Orgaandonatie (1)

Door: M.R. Vermeer

 

Op de slotavond van het verenigingsseizoen 2019/2020 van De Gereformeerde Kerk Mariënberg e.o. zouden een inleiding en bespreking worden gehouden over het onderwerp ‘orgaandonatie’. Nu vanwege het coronavirus deze avond niet kon doorgaan, is het goed om op deze website aan dit onderwerp enige aandacht te schenken. Dit is immers een actueel onderwerp, want iedere volwassen Nederlander krijgt uiterlijk eind maart 2021 te maken met een keuze om al dan niet orgaandonor te zijn.

 

Een nieuwe donorwet
Vanaf 1 juli 2020 is de nieuwe donorwet van kracht. Alle volwassen Nederlanders kunnen hun keuze vastleggen in het Donorregister, waarbij er gekozen kan worden uit vier mogelijkheden: (1) Ja, ik wil donor worden, (2) Nee, ik wil geen donor worden, (3) Mijn partner of familie beslist na mijn overlijden, of (4) Ik wijs één persoon aan die beslist na mijn overlijden.[1]

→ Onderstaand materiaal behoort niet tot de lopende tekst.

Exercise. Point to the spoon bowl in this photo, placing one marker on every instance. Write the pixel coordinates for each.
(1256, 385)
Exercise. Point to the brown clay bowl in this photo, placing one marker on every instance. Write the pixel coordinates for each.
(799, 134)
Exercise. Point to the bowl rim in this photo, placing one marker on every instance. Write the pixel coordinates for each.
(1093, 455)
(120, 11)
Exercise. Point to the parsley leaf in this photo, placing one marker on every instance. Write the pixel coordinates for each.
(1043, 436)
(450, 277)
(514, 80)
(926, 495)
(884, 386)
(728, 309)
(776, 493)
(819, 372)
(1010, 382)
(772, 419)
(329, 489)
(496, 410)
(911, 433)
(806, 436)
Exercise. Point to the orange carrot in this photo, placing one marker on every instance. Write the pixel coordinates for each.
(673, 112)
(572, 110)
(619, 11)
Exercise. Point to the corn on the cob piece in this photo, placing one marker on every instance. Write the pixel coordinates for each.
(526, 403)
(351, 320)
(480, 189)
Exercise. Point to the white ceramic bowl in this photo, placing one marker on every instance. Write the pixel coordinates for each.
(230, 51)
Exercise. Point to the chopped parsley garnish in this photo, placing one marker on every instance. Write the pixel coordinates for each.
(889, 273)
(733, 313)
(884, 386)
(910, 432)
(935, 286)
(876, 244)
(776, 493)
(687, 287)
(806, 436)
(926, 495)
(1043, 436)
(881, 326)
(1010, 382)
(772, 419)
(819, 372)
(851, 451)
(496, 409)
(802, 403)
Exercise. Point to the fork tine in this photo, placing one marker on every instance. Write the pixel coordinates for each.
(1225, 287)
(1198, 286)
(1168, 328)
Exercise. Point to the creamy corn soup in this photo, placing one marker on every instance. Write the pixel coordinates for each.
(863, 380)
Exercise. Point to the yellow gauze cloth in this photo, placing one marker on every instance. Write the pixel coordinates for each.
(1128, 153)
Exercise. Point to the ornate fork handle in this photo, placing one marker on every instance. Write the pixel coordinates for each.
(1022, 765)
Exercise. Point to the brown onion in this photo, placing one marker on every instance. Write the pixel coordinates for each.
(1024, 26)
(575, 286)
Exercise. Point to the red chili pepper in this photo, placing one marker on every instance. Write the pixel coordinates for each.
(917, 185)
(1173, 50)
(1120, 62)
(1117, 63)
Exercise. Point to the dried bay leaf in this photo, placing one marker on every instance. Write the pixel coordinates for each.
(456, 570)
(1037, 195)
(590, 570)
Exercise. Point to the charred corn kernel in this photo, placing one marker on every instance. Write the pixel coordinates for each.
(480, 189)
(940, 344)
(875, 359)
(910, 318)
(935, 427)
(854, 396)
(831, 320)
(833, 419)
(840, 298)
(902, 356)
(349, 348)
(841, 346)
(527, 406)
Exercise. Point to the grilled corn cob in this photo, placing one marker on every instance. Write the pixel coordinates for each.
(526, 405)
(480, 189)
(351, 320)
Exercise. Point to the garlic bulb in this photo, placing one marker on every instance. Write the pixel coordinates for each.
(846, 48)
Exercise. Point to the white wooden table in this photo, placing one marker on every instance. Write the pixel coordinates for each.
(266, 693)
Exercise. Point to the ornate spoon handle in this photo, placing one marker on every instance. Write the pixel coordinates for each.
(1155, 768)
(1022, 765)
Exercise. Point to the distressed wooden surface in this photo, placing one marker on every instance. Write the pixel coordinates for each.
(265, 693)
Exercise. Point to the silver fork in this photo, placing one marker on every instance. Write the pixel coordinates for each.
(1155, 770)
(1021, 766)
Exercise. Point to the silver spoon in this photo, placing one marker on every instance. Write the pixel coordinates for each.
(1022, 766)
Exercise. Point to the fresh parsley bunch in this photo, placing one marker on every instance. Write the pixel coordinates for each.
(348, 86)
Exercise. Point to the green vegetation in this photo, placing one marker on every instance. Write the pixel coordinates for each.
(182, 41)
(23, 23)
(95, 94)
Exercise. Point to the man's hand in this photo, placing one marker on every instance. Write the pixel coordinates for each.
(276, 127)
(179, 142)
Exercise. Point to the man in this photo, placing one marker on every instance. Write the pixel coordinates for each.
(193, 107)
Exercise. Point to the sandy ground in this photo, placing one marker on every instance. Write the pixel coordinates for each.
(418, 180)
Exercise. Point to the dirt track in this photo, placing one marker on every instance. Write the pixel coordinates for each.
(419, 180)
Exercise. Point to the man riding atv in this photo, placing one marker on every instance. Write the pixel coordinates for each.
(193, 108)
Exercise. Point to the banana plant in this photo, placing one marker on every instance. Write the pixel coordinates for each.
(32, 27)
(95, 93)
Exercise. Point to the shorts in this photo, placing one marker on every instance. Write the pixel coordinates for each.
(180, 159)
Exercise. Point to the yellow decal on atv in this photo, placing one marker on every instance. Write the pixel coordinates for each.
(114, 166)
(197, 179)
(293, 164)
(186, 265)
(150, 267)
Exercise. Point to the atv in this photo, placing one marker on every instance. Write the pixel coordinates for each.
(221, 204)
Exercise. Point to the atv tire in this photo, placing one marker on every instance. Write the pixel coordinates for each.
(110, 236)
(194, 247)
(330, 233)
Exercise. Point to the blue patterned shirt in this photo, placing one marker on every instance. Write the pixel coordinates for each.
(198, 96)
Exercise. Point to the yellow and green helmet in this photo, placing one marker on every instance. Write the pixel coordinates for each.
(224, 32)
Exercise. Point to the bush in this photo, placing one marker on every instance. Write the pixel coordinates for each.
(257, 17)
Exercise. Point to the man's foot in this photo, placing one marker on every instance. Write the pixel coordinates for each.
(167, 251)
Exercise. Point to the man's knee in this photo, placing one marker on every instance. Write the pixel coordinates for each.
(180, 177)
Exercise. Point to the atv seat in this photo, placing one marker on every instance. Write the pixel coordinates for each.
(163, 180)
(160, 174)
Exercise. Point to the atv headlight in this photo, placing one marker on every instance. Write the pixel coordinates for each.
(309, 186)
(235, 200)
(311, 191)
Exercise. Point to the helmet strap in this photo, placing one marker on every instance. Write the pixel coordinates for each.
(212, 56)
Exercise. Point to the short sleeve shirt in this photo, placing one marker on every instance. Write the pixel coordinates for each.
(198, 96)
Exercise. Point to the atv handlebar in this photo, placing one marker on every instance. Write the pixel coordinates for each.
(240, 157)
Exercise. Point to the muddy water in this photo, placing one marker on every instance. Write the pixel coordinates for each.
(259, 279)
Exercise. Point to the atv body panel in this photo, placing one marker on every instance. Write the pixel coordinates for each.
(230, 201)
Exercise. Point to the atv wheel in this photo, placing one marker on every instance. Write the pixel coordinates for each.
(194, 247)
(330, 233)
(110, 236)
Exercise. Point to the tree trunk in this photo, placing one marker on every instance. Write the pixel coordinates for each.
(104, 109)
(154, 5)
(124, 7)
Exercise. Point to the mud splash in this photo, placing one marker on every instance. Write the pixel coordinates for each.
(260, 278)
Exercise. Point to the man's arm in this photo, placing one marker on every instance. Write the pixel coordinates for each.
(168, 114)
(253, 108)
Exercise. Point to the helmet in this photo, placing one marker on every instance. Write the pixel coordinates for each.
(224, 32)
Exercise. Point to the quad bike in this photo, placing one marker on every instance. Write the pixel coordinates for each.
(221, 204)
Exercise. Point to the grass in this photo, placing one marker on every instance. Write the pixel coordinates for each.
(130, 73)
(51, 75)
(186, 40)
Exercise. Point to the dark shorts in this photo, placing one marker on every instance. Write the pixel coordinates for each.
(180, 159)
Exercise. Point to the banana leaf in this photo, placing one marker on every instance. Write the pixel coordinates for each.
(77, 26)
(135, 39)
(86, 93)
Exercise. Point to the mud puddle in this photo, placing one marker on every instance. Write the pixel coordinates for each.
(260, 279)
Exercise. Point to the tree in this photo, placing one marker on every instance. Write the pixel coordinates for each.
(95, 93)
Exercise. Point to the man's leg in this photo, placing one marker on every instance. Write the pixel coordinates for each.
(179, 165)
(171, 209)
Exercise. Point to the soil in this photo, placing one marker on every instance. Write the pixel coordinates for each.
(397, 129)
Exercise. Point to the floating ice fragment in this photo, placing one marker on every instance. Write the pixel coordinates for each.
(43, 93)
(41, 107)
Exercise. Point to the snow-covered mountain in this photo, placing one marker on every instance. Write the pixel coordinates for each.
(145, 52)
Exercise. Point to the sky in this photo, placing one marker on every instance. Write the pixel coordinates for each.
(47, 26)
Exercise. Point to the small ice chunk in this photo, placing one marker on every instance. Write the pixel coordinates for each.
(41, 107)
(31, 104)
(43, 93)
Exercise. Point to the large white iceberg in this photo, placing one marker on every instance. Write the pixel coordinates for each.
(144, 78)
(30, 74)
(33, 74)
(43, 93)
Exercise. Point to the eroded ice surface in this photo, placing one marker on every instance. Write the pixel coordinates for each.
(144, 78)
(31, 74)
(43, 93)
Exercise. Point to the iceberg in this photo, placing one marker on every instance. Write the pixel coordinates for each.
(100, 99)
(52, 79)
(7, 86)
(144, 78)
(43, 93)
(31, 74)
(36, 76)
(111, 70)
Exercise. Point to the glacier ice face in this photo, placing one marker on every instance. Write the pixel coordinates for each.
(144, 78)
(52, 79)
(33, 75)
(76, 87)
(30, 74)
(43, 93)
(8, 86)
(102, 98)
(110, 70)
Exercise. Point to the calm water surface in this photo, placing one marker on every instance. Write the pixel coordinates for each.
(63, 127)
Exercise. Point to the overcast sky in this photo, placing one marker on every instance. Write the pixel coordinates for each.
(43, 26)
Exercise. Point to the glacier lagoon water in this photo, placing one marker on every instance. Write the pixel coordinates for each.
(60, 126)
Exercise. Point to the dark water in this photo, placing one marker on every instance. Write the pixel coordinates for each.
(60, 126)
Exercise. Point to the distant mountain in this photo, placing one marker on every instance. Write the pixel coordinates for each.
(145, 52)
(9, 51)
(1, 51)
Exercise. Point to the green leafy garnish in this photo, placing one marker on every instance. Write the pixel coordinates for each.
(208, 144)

Mocht u nog geen keuze hebben vastgelegd, dan zal tussen 1 september 2020 en 31 maart 2021 de overheid u een brief sturen om dat alsnog te doen. Indien ook op een herinneringsbrief geen reactie volgt, zult u in het Donorregister met ‘geen bezwaar’ worden geregistreerd.

Een verschil met de oude donorwet is dus dat er niet langer sprake is van een actieve registratie om donor te zijn (een opt-in systeem): onder de nieuwe donorwet staat men standaard als donor geregistreerd, tenzij anders aangegeven (een opt-out systeem).

Het is dus van belang om hierin een verantwoorde keuze te maken, omdat anders een keuze voor ons wórdt gemaakt. Een keuze die we als christen graag willen baseren op Gods Woord – de Here onze God heeft immers zeggenschap over ons gehele leven, ook over ons lichaam. Men kan zich bijvoorbeeld afvragen: mogen we wel donor zijn, terwijl ons lichaam als tempel van de Heilige Geest toebehoort aan de Here God? Of juist: we móeten donor zijn, vanwege onze roeping tot christelijke naastenliefde en barmhartigheid?

 

Orgaantransplantatie: wat is het?
Voordat we een aantal argumenten inzake orgaandonatie overwegen, is het goed om kort na te gaan wat orgaandonatie inhoudt. We hoeven dan niet lang stil te staan bij de zgn. autotransplantatie en xenotransplantatie.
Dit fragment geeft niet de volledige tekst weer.